Intuit claims that more than 1 million customers use its payroll software. According to Mark Stevens, director of the Tax Collection Division of Treasury’s Financial Management Service, Treasury does not know how many businesses made payroll tax payments through the QuickBooks interface, but during the first six months of the pilot program (July–December 2007), Treasury received 124,000 payments totaling $375 million through the QuickBooks interface. Stevens reports that this “exceeded any expectations we had at the beginning.”

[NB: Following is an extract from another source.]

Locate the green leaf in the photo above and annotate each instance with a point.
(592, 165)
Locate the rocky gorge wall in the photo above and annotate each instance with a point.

The pilot program will continue through July 2008. Stevens says that Treasury is looking to expand the program after that and is currently having conversations with other vendors about integrating EFTPS interfaces into their software. According to Stevens, Treasury believes taxpayers who are currently comfortable with online banking and bill paying will be good candidates for online tax payments using a familiar software interface. “We know small businesses really have begun to fully integrate online banking and bill paying into their way of doing business,” he says. Yet many small businesses continue to pay their payroll taxes using paper coupons (some 37 million payments last year).
Although Intuit bundled the interface with its payroll software, EFTPS accepts all types of tax payments, and there is no reason why future partnerships could not allow for other types of tax payments, getting Treasury closer to its goal of having all payments made electronically.